Individuals with PCT present with skin lesions, anemia due to insufficient heme, and are also abnormally sensitive to light.

Their urine is also very red due to the high abundance of intermediates of the heme pathway caused by the defective enzyme; these same intermediates accumulate in the teeth, causing them to fluoresce strongly in UV light

Question 90

What are the 3 major catecholamines? What are they and what are they synthesized from?

Answer 90

1. Dopamine (NT)
2. Norepinephrine (NT)
3. Epinephrine (hormone from adrenal gland)
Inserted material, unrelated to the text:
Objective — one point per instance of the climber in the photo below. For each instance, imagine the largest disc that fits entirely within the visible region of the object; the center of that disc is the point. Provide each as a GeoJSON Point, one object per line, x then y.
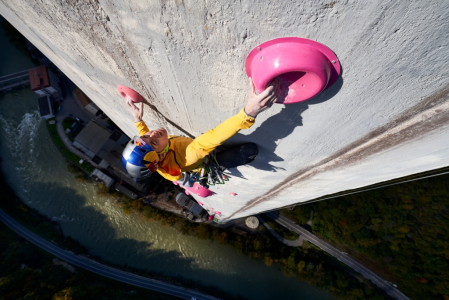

All three are synthesized from tyrosine through a series of sequential reactions.

Question 91

Histamine: how is it synthesized and what are its 2 major roles?

Answer 91

Synthesized in the body from histidine through a decarboxylation reaction.

1. Powerful vasodilator and mediates many responses associated with allergies and inflammation
2. Regulates gastric acid secretion

Question 92

Serotonin

1. Where is it found and how does it function?
2. What does it do in the CNS?
3. How is it synthesized?
4. What can it further be converted to?

Answer 92

1. Primarily in intestinal mucosa where it regulates intestinal movement, and to a lesser degree in the CNS, where it functions as a “feel good” neurotransmitter.
2. Mediates pain perception, sleep, blood pressure, appetite and mood.
3. It is synthesized from tryptophan through a decarboxylation reaction.
4. Can be further converted to melatonin in the CNS, which is known to maintain our circadian rhythm.

Question 93

Creatine

1. Where is it found and in what form?
2. What is it’s role?
3. What is it synthesized from?

Answer 93

1. Found in muscle, and its phosphorylated form, creatine phosphate (or phosphocreatine), is a high energy compound.
2. It serves as a small pool of energy source, a few minutes worth, that is readily available to replenish ATP levels by transferring its phosphate group to ADP.
3. Glycine, arginine and methionine

Question 94

What is MSG sensitivity likely attributed to?

Answer 94

While MSG sensitivity can’t be entirely dismissed, many cases may simply be a result of eating too much good food that we aren’t used to eating.